Segundo o USDA, a produção sul-africana avançou de 35 milhões para 46,5 milhões de caixas entre 2010 e 2026, crescimento de aproximadamente 33%.
As exportações apresentaram desempenho ainda mais expressivo, saltando de 23,1 milhões para 36,7 milhões de caixas, avanço de 60%.
Além da União Europeia, tradicional destino da fruta sul-africana, mercados como China, Rússia e Estados Unidos passaram a desempenhar papel estratégico para o setor exportador do país.
Egito fortalece competitividade e acelera expansão internacional
O Egito também consolidou sua ascensão como potência exportadora de laranja de mesa, especialmente a partir de 2016.
A expansão foi impulsionada por fatores como desvalorização cambial, acordos comerciais com tarifas preferenciais, custos de produção mais competitivos, incentivos governamentais e linhas de financiamento apoiadas por parceiros europeus.
Esse conjunto de medidas permitiu ao país ampliar rapidamente sua participação nos mercados internacionais e fortalecer sua posição entre os maiores exportadores globais de frutas frescas.
Avanço africano também impacta mercado de suco de laranja
Embora o Brasil permaneça como líder absoluto na produção e exportação de suco de laranja, o crescimento de Egito e África do Sul acende um alerta para a cadeia citrícola global.
Segundo análise da CitrusBR, enquanto os dois países ampliaram sua presença no segmento de fruta fresca, o Brasil deixou de exportar aproximadamente 570 milhões de caixas de laranja na forma de suco ao longo do período analisado.
De acordo com o diretor-executivo da CitrusBR, Ibiapaba Netto, a expansão egípcia merece atenção especial por envolver não apenas a exportação de fruta in natura, mas também o aumento da capacidade de processamento.

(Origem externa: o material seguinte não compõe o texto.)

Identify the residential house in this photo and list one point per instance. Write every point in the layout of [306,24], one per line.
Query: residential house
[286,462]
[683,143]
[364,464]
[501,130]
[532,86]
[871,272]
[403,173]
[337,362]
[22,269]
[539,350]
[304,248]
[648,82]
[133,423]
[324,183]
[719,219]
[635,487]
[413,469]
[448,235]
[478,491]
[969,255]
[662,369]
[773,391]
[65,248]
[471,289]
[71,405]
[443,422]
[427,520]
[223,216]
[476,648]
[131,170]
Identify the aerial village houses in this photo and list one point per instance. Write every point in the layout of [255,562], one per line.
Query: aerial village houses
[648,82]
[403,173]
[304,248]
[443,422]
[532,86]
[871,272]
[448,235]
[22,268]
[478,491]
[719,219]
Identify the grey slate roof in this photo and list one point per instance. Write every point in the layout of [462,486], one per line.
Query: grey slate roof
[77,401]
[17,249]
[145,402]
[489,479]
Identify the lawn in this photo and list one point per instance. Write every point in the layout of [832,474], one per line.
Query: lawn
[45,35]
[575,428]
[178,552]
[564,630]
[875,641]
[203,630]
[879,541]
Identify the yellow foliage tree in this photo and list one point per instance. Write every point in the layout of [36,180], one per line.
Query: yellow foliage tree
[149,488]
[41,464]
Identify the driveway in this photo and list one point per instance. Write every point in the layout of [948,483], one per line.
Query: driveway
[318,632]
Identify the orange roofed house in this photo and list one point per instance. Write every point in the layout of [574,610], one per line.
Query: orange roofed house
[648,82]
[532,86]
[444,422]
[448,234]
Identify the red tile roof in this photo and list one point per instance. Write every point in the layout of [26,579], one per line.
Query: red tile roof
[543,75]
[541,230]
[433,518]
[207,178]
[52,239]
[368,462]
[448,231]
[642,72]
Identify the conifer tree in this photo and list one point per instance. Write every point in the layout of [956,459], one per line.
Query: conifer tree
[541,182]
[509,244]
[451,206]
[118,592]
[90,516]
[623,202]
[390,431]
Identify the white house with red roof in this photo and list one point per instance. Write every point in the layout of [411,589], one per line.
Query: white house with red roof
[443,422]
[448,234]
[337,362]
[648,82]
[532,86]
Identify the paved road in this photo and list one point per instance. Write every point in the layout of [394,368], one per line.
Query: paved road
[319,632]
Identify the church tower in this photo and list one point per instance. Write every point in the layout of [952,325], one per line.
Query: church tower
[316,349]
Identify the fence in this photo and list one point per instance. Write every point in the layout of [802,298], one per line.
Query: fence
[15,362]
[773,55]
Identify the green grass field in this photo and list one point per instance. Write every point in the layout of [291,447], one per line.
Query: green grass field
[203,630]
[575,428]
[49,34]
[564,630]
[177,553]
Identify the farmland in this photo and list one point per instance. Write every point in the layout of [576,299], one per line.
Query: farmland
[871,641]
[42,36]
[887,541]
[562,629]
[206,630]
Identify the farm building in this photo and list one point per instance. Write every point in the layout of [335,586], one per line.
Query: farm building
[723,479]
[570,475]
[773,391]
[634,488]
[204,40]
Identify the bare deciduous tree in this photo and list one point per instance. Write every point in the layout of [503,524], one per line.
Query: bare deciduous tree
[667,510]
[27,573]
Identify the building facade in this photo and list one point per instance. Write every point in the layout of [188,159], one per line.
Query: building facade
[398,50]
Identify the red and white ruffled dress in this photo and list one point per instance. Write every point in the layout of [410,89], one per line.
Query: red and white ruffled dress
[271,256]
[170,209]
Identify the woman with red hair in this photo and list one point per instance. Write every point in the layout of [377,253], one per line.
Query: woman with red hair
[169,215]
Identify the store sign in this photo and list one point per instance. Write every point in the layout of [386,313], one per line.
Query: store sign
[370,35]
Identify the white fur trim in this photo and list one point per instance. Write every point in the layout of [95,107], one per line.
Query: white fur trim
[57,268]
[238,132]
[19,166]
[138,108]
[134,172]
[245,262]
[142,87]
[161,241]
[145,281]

“Enquanto a África do Sul concentrou seus esforços no mercado de fruta fresca, o Egito ampliou sua presença tanto nas exportações de laranja de mesa quanto no processamento industrial, tornando-se um concorrente cada vez mais relevante, especialmente no mercado europeu”, destaca.
Mercado acompanha crescimento da indústria egípcia
As projeções do USDA indicam que o Egito deverá processar cerca de 22 milhões de caixas de laranja nesta temporada, volume próximo ao total de fruta fresca exportada pelo país em 2010.
Caso as estimativas se confirmem, o mercado internacional poderá receber aproximadamente 78 mil toneladas equivalentes de suco de laranja provenientes do país africano.
O aumento da oferta ocorre em um momento de desaceleração da demanda global, cenário que reforça a competição entre os principais exportadores e amplia os desafios para a indústria citrícola mundial nos próximos anos.